More Choppiness Ahead?

Hey 5-Star Trader,

We are almost done with the first month of the year, and wow. It has been a roller-coaster. January, which is typically a strong time in the market, has been extremely choppy. 

So, instead of my traditional “Tuesday Trade” journal entry, I’m writing to you about the current state of affairs, and what I see in store for the rest of the week. 

What happened Monday? 

Yesterday, we saw considerably weak action hit the market. The S&P 500 morning session opened up low and was only trading into a 50% retracement on its 5-minute chart while heading into resistance at 4,310. The Nasdaq (NQ) also had broken a key zone at 14,000. 

Sectors across the board looked poor as well. Semiconductors and cloud computing got hit hard, as well as Technology Select Sector (XLK), which broke the 200 simple moving average (SMA) on the daily chart. This is not a good sign as, ideally, I always want to see strong sectors and stocks hold their 200 SMA on the daily charts.

This kind of market action is concerning, and I believe this behavior is indicative of panic and fear. This means that, depending on how the cards fall, we could be in for another choppy week.  

Other factors at play… 

There are certainly several factors at play that could be attributed to the choppy market sentiment. Last week Netflix released earnings and then promptly got creamed. This was a sign of weakness, as Netflix (NFLX) is the first major earnings report to be released. Usually Netflix trades during this released report (good or bad) will set the tone for earnings the following week. Now, having seen how badly Netflix got hit, I am wary about how the market will react to big tech earnings reports set for this week.

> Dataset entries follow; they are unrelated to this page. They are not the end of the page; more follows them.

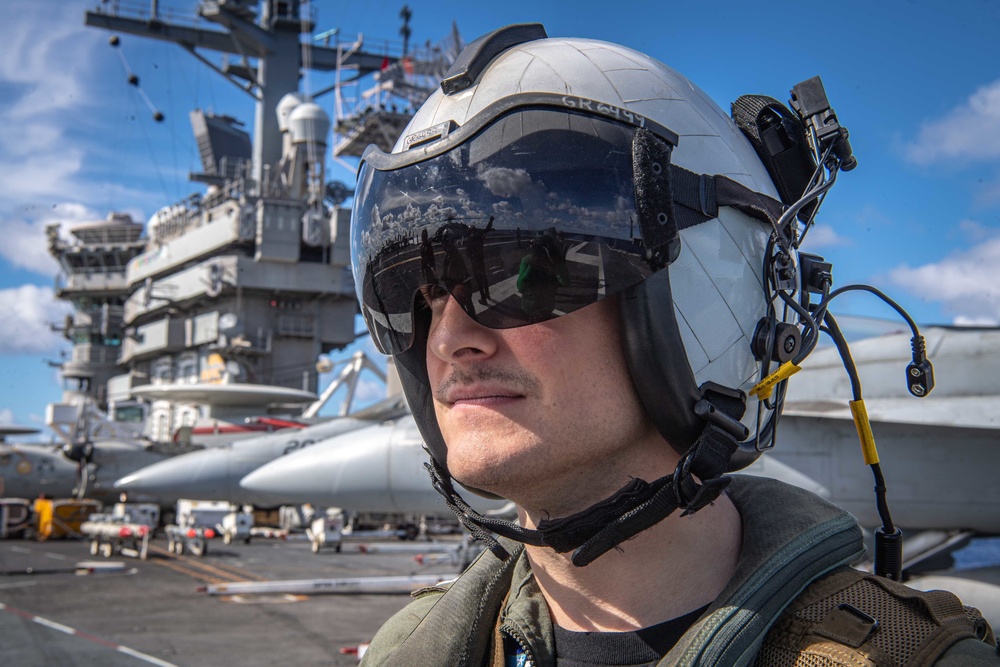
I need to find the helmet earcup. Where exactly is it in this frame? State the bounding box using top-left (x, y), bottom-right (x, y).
top-left (618, 269), bottom-right (705, 454)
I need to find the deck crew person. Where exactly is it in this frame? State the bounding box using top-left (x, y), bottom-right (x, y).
top-left (352, 24), bottom-right (1000, 667)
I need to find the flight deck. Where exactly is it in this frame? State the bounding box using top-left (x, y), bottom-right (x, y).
top-left (0, 535), bottom-right (459, 667)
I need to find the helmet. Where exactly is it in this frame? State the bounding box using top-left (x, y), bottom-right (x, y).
top-left (351, 24), bottom-right (812, 560)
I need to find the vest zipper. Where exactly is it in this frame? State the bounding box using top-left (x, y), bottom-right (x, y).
top-left (500, 623), bottom-right (538, 667)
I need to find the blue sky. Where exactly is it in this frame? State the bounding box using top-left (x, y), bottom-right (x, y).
top-left (0, 0), bottom-right (1000, 434)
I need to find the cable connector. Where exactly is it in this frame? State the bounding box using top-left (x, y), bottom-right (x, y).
top-left (750, 361), bottom-right (802, 401)
top-left (906, 334), bottom-right (934, 398)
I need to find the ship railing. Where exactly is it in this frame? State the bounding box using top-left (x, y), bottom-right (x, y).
top-left (94, 0), bottom-right (200, 26)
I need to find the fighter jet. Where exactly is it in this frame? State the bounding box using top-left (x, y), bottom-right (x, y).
top-left (0, 441), bottom-right (166, 503)
top-left (240, 413), bottom-right (509, 514)
top-left (768, 327), bottom-right (1000, 535)
top-left (115, 394), bottom-right (406, 507)
top-left (241, 327), bottom-right (1000, 534)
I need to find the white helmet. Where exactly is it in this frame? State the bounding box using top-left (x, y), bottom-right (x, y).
top-left (352, 24), bottom-right (844, 562)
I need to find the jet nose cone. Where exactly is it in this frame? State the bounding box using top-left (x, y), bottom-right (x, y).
top-left (115, 450), bottom-right (230, 500)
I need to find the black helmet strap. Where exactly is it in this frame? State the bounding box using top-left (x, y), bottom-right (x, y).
top-left (424, 386), bottom-right (745, 567)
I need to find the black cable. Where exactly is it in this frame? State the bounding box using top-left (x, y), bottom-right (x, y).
top-left (823, 313), bottom-right (896, 535)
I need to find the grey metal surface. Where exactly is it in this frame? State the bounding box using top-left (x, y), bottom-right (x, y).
top-left (0, 538), bottom-right (454, 667)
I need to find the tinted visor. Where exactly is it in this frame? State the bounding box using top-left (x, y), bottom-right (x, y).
top-left (351, 108), bottom-right (664, 354)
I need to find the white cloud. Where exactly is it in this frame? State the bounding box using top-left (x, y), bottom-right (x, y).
top-left (906, 80), bottom-right (1000, 165)
top-left (0, 285), bottom-right (71, 354)
top-left (952, 315), bottom-right (1000, 327)
top-left (888, 236), bottom-right (1000, 324)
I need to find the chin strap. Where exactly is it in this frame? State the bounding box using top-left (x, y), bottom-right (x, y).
top-left (424, 386), bottom-right (746, 567)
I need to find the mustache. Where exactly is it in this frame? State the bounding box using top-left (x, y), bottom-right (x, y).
top-left (434, 366), bottom-right (541, 402)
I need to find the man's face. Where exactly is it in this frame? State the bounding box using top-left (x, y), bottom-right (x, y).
top-left (427, 295), bottom-right (672, 516)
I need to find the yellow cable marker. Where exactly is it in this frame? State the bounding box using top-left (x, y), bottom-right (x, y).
top-left (750, 361), bottom-right (802, 401)
top-left (850, 398), bottom-right (878, 466)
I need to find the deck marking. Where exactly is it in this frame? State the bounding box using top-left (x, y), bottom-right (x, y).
top-left (0, 602), bottom-right (177, 667)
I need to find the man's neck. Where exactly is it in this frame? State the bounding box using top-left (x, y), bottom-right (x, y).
top-left (527, 495), bottom-right (742, 632)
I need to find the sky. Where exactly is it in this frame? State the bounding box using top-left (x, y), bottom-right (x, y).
top-left (0, 0), bottom-right (1000, 436)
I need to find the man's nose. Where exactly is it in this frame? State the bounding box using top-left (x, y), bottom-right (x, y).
top-left (427, 295), bottom-right (497, 363)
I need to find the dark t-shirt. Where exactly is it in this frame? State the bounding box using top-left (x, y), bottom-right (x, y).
top-left (555, 605), bottom-right (708, 667)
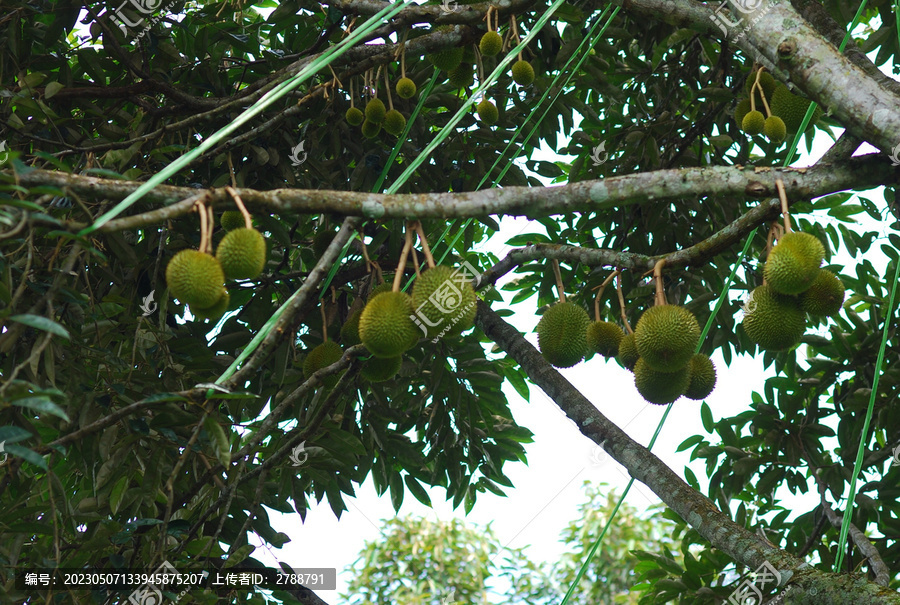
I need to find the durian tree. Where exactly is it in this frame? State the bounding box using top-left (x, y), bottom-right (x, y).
top-left (0, 0), bottom-right (900, 605)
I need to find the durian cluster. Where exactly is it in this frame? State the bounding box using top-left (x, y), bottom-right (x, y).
top-left (743, 232), bottom-right (844, 351)
top-left (734, 70), bottom-right (822, 143)
top-left (537, 302), bottom-right (716, 405)
top-left (166, 211), bottom-right (266, 321)
top-left (303, 266), bottom-right (477, 387)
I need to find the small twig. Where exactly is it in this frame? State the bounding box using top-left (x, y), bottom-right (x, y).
top-left (553, 258), bottom-right (566, 302)
top-left (391, 225), bottom-right (412, 292)
top-left (225, 187), bottom-right (253, 229)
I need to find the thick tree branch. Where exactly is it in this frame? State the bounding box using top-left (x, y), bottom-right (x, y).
top-left (476, 301), bottom-right (900, 605)
top-left (10, 154), bottom-right (900, 224)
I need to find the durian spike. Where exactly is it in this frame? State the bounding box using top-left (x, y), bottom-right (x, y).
top-left (194, 201), bottom-right (208, 252)
top-left (775, 179), bottom-right (791, 233)
top-left (416, 221), bottom-right (434, 269)
top-left (653, 258), bottom-right (669, 306)
top-left (225, 187), bottom-right (253, 229)
top-left (616, 269), bottom-right (634, 334)
top-left (594, 269), bottom-right (619, 321)
top-left (391, 224), bottom-right (412, 292)
top-left (553, 258), bottom-right (566, 302)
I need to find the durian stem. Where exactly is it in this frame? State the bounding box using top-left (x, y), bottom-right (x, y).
top-left (653, 258), bottom-right (668, 306)
top-left (384, 69), bottom-right (394, 111)
top-left (775, 179), bottom-right (791, 233)
top-left (553, 258), bottom-right (566, 302)
top-left (225, 187), bottom-right (253, 229)
top-left (391, 225), bottom-right (412, 292)
top-left (616, 269), bottom-right (634, 334)
top-left (416, 221), bottom-right (434, 269)
top-left (594, 269), bottom-right (619, 321)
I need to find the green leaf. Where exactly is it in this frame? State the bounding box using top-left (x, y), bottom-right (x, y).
top-left (9, 313), bottom-right (72, 340)
top-left (10, 397), bottom-right (71, 422)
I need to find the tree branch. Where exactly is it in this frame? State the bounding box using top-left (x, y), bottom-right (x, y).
top-left (476, 300), bottom-right (900, 605)
top-left (17, 153), bottom-right (900, 224)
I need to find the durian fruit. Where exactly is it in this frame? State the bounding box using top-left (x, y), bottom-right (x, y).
top-left (412, 265), bottom-right (477, 338)
top-left (448, 63), bottom-right (475, 88)
top-left (587, 321), bottom-right (625, 359)
top-left (366, 279), bottom-right (393, 302)
top-left (425, 46), bottom-right (463, 71)
top-left (537, 302), bottom-right (591, 368)
top-left (359, 292), bottom-right (422, 357)
top-left (362, 120), bottom-right (381, 139)
top-left (684, 353), bottom-right (716, 401)
top-left (191, 286), bottom-right (231, 321)
top-left (800, 269), bottom-right (844, 317)
top-left (478, 31), bottom-right (503, 57)
top-left (634, 358), bottom-right (691, 405)
top-left (359, 356), bottom-right (403, 382)
top-left (216, 227), bottom-right (266, 279)
top-left (303, 340), bottom-right (344, 389)
top-left (344, 107), bottom-right (366, 126)
top-left (763, 231), bottom-right (825, 294)
top-left (634, 305), bottom-right (700, 372)
top-left (166, 250), bottom-right (225, 309)
top-left (512, 59), bottom-right (534, 86)
top-left (341, 309), bottom-right (362, 347)
top-left (366, 98), bottom-right (387, 124)
top-left (769, 84), bottom-right (823, 134)
top-left (476, 99), bottom-right (500, 126)
top-left (617, 332), bottom-right (641, 372)
top-left (741, 110), bottom-right (766, 134)
top-left (741, 285), bottom-right (806, 351)
top-left (397, 78), bottom-right (416, 99)
top-left (763, 115), bottom-right (787, 143)
top-left (734, 99), bottom-right (750, 130)
top-left (219, 210), bottom-right (244, 231)
top-left (384, 109), bottom-right (406, 136)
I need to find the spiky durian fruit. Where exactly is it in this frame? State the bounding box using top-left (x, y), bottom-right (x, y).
top-left (537, 302), bottom-right (591, 368)
top-left (366, 98), bottom-right (387, 124)
top-left (684, 353), bottom-right (716, 400)
top-left (425, 46), bottom-right (463, 71)
top-left (341, 309), bottom-right (362, 347)
top-left (741, 285), bottom-right (806, 351)
top-left (741, 110), bottom-right (766, 134)
top-left (166, 250), bottom-right (225, 309)
top-left (769, 84), bottom-right (823, 134)
top-left (344, 107), bottom-right (366, 126)
top-left (366, 279), bottom-right (393, 302)
top-left (478, 31), bottom-right (503, 57)
top-left (359, 357), bottom-right (403, 382)
top-left (476, 99), bottom-right (500, 126)
top-left (618, 332), bottom-right (641, 372)
top-left (219, 210), bottom-right (244, 231)
top-left (216, 227), bottom-right (266, 279)
top-left (447, 63), bottom-right (475, 88)
top-left (397, 78), bottom-right (416, 99)
top-left (359, 292), bottom-right (423, 357)
top-left (634, 358), bottom-right (691, 405)
top-left (763, 231), bottom-right (825, 294)
top-left (384, 109), bottom-right (406, 136)
top-left (303, 340), bottom-right (344, 388)
top-left (412, 265), bottom-right (477, 338)
top-left (800, 269), bottom-right (844, 317)
top-left (587, 321), bottom-right (625, 359)
top-left (734, 99), bottom-right (750, 130)
top-left (634, 305), bottom-right (700, 372)
top-left (191, 287), bottom-right (231, 321)
top-left (512, 59), bottom-right (534, 86)
top-left (763, 115), bottom-right (787, 143)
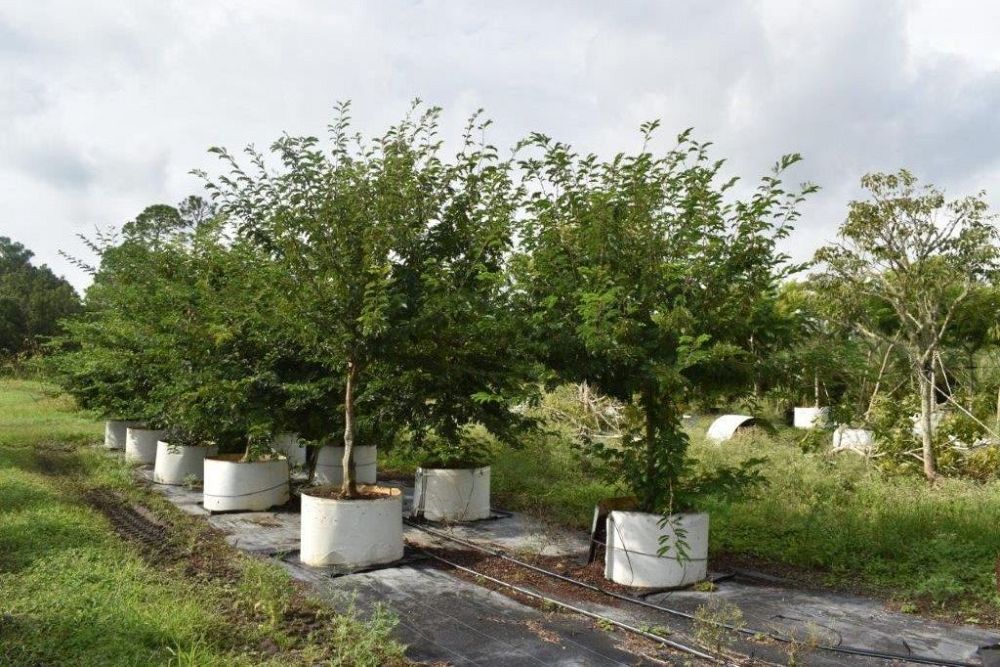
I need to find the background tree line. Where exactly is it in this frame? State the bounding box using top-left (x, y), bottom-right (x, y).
top-left (0, 236), bottom-right (81, 356)
top-left (35, 105), bottom-right (1000, 496)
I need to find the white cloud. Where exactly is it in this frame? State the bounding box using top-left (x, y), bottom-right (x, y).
top-left (0, 0), bottom-right (1000, 292)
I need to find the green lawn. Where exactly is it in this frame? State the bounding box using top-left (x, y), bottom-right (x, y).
top-left (388, 419), bottom-right (1000, 626)
top-left (0, 380), bottom-right (401, 666)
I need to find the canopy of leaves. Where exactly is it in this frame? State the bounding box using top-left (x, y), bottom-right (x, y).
top-left (0, 236), bottom-right (80, 355)
top-left (515, 123), bottom-right (812, 511)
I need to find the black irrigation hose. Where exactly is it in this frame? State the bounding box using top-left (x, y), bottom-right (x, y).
top-left (417, 549), bottom-right (719, 663)
top-left (404, 520), bottom-right (979, 667)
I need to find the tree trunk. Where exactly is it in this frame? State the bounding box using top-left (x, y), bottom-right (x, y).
top-left (997, 389), bottom-right (1000, 433)
top-left (918, 365), bottom-right (937, 482)
top-left (865, 345), bottom-right (892, 423)
top-left (340, 361), bottom-right (358, 498)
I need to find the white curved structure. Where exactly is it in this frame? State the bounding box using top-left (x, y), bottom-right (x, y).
top-left (203, 454), bottom-right (289, 512)
top-left (313, 445), bottom-right (378, 484)
top-left (300, 486), bottom-right (403, 567)
top-left (153, 440), bottom-right (219, 485)
top-left (125, 426), bottom-right (166, 465)
top-left (604, 511), bottom-right (708, 588)
top-left (271, 433), bottom-right (306, 468)
top-left (705, 415), bottom-right (754, 442)
top-left (792, 408), bottom-right (830, 428)
top-left (413, 466), bottom-right (490, 521)
top-left (104, 419), bottom-right (142, 449)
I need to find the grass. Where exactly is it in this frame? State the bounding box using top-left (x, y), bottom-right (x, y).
top-left (402, 410), bottom-right (1000, 626)
top-left (0, 380), bottom-right (403, 666)
top-left (693, 431), bottom-right (1000, 625)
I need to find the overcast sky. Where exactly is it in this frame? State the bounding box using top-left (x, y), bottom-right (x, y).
top-left (0, 0), bottom-right (1000, 287)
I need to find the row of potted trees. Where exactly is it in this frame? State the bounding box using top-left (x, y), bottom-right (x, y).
top-left (55, 104), bottom-right (810, 585)
top-left (105, 420), bottom-right (490, 566)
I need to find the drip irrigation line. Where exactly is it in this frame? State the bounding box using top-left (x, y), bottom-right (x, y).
top-left (410, 549), bottom-right (719, 664)
top-left (404, 520), bottom-right (979, 667)
top-left (202, 482), bottom-right (288, 498)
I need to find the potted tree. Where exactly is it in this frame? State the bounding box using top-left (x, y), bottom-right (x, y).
top-left (514, 122), bottom-right (811, 587)
top-left (153, 427), bottom-right (219, 485)
top-left (48, 206), bottom-right (191, 456)
top-left (412, 434), bottom-right (490, 522)
top-left (199, 104), bottom-right (528, 566)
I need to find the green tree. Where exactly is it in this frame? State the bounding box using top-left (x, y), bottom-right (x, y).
top-left (816, 170), bottom-right (1000, 480)
top-left (0, 236), bottom-right (80, 354)
top-left (516, 123), bottom-right (812, 512)
top-left (195, 104), bottom-right (528, 497)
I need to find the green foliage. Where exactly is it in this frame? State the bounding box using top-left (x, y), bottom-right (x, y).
top-left (199, 104), bottom-right (528, 495)
top-left (816, 170), bottom-right (1000, 479)
top-left (514, 123), bottom-right (812, 512)
top-left (0, 236), bottom-right (80, 356)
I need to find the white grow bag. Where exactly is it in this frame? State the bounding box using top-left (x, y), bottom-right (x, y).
top-left (792, 408), bottom-right (830, 428)
top-left (833, 426), bottom-right (875, 456)
top-left (104, 419), bottom-right (142, 449)
top-left (203, 454), bottom-right (288, 512)
top-left (604, 511), bottom-right (708, 588)
top-left (413, 466), bottom-right (490, 521)
top-left (299, 486), bottom-right (403, 567)
top-left (153, 440), bottom-right (219, 485)
top-left (271, 433), bottom-right (306, 468)
top-left (313, 445), bottom-right (378, 484)
top-left (125, 426), bottom-right (166, 465)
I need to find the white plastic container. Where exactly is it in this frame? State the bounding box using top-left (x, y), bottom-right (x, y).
top-left (153, 440), bottom-right (219, 485)
top-left (313, 445), bottom-right (378, 485)
top-left (125, 426), bottom-right (166, 465)
top-left (104, 419), bottom-right (141, 449)
top-left (705, 415), bottom-right (754, 443)
top-left (203, 454), bottom-right (289, 512)
top-left (300, 486), bottom-right (403, 567)
top-left (792, 408), bottom-right (830, 428)
top-left (604, 511), bottom-right (708, 588)
top-left (271, 433), bottom-right (306, 468)
top-left (413, 466), bottom-right (490, 521)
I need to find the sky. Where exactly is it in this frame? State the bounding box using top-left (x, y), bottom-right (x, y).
top-left (0, 0), bottom-right (1000, 289)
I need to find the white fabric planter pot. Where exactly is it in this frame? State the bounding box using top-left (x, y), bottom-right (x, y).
top-left (104, 419), bottom-right (141, 449)
top-left (413, 466), bottom-right (490, 521)
top-left (203, 454), bottom-right (288, 512)
top-left (604, 511), bottom-right (708, 588)
top-left (313, 445), bottom-right (378, 484)
top-left (705, 415), bottom-right (754, 443)
top-left (125, 426), bottom-right (165, 465)
top-left (792, 408), bottom-right (830, 428)
top-left (300, 487), bottom-right (403, 567)
top-left (271, 433), bottom-right (306, 468)
top-left (153, 440), bottom-right (219, 485)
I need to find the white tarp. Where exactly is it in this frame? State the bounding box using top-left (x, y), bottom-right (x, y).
top-left (706, 415), bottom-right (753, 442)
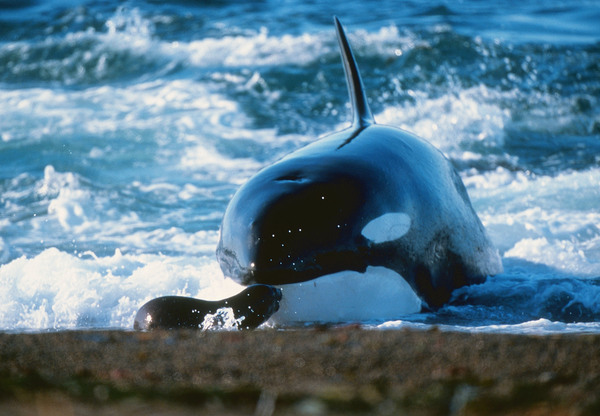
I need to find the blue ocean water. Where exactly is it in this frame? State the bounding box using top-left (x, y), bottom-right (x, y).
top-left (0, 0), bottom-right (600, 333)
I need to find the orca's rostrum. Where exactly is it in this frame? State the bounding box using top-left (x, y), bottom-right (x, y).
top-left (217, 18), bottom-right (502, 323)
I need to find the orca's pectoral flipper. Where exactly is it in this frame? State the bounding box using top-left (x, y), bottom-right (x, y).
top-left (333, 16), bottom-right (375, 130)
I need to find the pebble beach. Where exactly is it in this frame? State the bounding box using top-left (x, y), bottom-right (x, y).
top-left (0, 326), bottom-right (600, 416)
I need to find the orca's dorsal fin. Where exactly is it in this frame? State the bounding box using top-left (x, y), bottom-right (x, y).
top-left (333, 16), bottom-right (375, 130)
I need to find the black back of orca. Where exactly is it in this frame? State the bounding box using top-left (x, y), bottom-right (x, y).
top-left (217, 18), bottom-right (502, 308)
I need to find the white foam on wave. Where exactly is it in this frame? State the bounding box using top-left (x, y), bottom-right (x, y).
top-left (375, 85), bottom-right (514, 153)
top-left (0, 248), bottom-right (242, 331)
top-left (372, 318), bottom-right (600, 335)
top-left (465, 168), bottom-right (600, 277)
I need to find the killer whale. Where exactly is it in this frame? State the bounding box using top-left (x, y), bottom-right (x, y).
top-left (133, 284), bottom-right (281, 330)
top-left (216, 18), bottom-right (502, 323)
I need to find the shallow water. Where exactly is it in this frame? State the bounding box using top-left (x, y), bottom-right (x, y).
top-left (0, 0), bottom-right (600, 333)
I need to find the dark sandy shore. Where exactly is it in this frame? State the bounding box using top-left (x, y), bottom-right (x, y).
top-left (0, 327), bottom-right (600, 416)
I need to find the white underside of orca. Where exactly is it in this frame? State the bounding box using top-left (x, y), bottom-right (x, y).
top-left (269, 266), bottom-right (421, 326)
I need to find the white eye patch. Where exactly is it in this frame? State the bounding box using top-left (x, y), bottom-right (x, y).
top-left (361, 212), bottom-right (411, 243)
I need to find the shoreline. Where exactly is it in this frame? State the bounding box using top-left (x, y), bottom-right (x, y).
top-left (0, 326), bottom-right (600, 416)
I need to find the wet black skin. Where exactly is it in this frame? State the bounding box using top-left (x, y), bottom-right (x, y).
top-left (133, 284), bottom-right (281, 330)
top-left (217, 19), bottom-right (502, 308)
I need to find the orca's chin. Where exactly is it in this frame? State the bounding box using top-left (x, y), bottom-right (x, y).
top-left (268, 266), bottom-right (422, 326)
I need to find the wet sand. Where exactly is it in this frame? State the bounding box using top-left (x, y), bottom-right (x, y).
top-left (0, 327), bottom-right (600, 416)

The Federal Open Market Committee (FOMC) is another huge catalyst that we should all be watching closely this week after the Fed meeting today. And Federal Reserve President Jerome Powell is set to speak tomorrow.

The Fed is expected to raise interest rates several times this year, in addition to slowing down bond purchases. Should the Fed walk back any of those statements it’s possible we get a short-covering rally higher. However, it is entirely possible they stick to their promises and the market reacts with a tantrum.

Either way you slice it, I’m heading into the rest of the week with extreme care. Stay safe traders!